Employment Suit Against Puerto Rican Tourism Company, Plus Assumption of Risk Case

By FindLaw Staff on June 30, 2010 | Last updated on March 21, 2019

Mercado-Berrios v. Cancel-Alegria, No. 08-1098, concerned a challenge to the jury's verdict in favor of the plaintiff and an award of $213,000 in compensatory damages and $1,000,000 in punitive damages, in plaintiff's political discrimination and speech retaliation suit, claiming that she was wrongly denied a permanent position with the Puerto Rican Tourism Company. 

In reversing the judgment as to the plaintiff's political discrimination claim, the court held that  it was not reasonable for the jury to conclude that plaintiff's political beliefs were a substantial or motivating factor in defendant's decision not to hire her.  With respect to plaintiff's retaliation claim, the court affirmed the judgment as to this claim, because defendant has not contested the sufficiency of the evidence, or made any other argument attacking the speech retaliation claim.  The court affirmed the award of compensatory damages, but vacated and remanded the jury's award of punitive damages, unless the plaintiff agrees to a reduction of the award to $500,000, as an award of $1,000,000 against an individual-capacity defendant based on the conduct proved at trial is grossly excessive and shocking to the conscience of the court.

Sheehan v.

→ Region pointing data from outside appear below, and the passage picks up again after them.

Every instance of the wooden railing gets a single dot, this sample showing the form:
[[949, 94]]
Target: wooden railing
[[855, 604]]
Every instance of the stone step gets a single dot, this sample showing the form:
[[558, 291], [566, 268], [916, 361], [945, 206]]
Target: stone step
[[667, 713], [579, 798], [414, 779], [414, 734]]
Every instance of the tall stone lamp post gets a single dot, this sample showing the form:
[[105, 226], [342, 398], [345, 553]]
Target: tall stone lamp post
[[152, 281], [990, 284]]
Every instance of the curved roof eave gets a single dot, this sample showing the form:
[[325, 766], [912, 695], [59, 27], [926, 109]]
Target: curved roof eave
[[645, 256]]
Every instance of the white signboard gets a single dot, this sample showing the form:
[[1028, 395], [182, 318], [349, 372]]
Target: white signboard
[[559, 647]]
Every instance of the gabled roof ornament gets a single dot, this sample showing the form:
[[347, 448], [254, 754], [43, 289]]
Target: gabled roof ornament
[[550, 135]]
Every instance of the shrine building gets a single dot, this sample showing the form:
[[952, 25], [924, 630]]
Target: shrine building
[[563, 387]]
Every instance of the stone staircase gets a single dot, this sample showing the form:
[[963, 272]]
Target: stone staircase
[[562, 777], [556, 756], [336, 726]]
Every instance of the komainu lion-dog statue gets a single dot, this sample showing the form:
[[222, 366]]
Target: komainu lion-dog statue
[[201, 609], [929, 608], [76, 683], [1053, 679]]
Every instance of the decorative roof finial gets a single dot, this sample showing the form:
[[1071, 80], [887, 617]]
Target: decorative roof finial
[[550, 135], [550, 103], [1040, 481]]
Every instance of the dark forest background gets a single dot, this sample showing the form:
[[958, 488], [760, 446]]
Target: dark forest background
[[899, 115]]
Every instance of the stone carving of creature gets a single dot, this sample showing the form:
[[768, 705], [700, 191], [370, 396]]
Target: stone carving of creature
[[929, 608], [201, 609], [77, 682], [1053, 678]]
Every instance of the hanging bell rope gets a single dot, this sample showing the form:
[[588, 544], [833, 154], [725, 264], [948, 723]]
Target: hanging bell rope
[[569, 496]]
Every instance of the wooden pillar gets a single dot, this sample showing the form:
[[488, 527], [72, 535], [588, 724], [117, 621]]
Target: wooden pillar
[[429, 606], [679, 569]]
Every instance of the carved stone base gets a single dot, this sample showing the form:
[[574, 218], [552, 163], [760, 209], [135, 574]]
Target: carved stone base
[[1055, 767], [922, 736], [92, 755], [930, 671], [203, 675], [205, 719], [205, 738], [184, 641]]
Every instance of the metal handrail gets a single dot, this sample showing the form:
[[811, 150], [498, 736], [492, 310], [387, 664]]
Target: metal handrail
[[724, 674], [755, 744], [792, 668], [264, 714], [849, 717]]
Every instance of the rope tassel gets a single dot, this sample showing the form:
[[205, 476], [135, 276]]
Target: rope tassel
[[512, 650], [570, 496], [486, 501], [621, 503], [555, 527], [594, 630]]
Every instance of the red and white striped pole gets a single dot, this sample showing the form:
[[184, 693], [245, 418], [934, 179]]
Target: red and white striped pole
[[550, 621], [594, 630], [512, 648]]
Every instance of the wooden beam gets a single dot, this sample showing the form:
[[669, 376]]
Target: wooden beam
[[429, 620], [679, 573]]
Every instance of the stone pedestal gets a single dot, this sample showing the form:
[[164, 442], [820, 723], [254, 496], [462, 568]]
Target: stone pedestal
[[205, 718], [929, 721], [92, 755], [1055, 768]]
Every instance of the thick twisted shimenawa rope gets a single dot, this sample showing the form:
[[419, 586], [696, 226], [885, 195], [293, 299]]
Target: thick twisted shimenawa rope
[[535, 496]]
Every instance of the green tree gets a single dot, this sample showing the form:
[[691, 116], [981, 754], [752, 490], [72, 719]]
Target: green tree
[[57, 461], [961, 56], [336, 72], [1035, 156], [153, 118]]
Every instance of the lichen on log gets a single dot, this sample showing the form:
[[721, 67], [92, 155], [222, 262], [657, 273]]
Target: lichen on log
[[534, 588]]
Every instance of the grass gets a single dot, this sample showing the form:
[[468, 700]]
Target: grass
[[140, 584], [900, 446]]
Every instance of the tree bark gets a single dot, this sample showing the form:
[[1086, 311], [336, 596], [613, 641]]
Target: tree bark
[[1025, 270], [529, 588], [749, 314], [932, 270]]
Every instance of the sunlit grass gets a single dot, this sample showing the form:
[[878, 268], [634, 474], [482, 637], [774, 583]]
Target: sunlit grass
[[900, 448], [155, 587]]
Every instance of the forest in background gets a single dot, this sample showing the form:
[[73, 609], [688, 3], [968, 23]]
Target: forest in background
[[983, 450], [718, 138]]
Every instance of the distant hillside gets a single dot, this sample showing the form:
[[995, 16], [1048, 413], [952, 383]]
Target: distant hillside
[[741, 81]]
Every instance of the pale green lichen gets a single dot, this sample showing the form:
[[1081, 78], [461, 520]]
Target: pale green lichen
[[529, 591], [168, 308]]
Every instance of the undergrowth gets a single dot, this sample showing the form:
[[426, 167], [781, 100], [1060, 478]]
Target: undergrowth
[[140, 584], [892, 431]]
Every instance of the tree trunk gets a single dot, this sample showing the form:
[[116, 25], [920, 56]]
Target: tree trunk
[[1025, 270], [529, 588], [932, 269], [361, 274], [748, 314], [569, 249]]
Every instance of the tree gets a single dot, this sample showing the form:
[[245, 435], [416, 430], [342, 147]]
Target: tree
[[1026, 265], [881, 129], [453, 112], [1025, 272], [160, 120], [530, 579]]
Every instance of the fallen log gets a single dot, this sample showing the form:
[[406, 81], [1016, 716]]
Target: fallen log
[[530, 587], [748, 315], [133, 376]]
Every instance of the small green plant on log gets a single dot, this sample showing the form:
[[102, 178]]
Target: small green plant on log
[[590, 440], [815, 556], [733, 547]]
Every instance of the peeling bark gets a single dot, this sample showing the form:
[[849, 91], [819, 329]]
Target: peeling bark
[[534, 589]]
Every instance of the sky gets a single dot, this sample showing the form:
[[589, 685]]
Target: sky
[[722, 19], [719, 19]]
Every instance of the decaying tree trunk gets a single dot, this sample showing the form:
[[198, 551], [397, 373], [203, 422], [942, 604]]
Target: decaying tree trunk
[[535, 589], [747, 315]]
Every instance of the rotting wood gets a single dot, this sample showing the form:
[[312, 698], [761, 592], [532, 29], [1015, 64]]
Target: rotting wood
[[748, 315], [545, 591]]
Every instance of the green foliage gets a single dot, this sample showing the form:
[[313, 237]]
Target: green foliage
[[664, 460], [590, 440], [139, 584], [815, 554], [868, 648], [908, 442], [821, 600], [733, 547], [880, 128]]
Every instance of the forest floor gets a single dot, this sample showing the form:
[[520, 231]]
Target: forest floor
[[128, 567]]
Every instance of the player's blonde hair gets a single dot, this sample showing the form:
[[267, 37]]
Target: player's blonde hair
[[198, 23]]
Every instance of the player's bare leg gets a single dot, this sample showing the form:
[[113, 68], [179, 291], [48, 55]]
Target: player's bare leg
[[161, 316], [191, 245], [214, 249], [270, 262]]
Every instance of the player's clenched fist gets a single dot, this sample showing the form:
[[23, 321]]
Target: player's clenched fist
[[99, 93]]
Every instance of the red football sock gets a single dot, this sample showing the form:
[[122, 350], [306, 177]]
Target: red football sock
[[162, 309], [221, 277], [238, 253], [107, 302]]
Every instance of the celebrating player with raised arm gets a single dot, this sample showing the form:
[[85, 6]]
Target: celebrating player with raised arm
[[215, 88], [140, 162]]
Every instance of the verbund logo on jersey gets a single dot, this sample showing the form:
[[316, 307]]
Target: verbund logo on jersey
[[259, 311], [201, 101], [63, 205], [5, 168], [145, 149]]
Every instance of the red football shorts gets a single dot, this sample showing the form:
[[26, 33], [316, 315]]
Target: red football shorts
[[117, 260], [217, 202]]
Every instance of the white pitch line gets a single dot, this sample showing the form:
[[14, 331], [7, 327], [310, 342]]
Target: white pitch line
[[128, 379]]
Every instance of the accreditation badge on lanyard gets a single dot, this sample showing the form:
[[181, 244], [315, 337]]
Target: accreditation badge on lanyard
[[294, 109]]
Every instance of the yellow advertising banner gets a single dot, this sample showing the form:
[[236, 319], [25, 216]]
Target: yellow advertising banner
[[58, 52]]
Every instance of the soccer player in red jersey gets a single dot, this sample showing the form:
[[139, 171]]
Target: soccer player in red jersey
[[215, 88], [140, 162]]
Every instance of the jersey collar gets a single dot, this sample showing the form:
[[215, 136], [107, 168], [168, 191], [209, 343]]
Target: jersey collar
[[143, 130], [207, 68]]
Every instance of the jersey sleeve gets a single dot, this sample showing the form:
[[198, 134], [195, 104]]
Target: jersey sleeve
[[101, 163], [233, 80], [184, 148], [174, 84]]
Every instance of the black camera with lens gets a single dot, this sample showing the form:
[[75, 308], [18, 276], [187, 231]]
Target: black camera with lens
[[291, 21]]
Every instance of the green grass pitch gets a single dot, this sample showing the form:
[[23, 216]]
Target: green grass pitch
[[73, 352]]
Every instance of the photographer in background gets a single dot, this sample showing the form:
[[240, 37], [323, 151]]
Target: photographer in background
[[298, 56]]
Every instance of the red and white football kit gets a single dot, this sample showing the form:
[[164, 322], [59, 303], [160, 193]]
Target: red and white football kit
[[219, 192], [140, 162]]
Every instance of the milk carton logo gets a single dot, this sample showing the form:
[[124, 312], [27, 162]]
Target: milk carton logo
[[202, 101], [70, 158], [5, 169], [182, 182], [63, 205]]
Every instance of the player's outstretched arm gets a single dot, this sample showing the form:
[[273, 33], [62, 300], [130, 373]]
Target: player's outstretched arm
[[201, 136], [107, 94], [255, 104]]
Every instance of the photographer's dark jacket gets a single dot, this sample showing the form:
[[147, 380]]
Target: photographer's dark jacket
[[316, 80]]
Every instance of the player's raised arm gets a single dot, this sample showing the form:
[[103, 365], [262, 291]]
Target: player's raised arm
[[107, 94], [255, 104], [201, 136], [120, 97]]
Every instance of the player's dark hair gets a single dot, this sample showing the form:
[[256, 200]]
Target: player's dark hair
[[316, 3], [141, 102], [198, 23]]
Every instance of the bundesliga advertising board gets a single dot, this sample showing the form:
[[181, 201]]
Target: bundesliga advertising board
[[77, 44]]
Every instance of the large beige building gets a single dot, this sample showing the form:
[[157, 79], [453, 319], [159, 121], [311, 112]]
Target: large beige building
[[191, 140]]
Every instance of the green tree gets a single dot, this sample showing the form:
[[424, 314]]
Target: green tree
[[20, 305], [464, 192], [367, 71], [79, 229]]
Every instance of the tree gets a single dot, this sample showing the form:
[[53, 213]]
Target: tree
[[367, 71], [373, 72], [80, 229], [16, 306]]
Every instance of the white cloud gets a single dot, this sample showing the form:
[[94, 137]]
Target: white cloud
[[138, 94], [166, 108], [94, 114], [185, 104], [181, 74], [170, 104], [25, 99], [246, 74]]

N. Am. Marketing Corp., No. 08-1519, concerned a product liability suit against a seller and a manufacturer of swimming pools, for sustaining serious injuries while attempting to dive into a shallow, above-ground pool, rendering her a quadriplegic.  In affirming the district court's grant of summary judgment in favor of the defendants, the court held that a summary judgment is warranted on the facts of the case as plaintiff stood on the coping (six and one-half inch-wide aluminum covering the top perimeter of the pool), in order to dive, and the injury that occurred was the same one contemplated by the multiple warnings - including on the coping itself.  Therefore, plaintiff assumed the risk of diving, including the risk that she might fall from the coping into the pool while attempting to dive.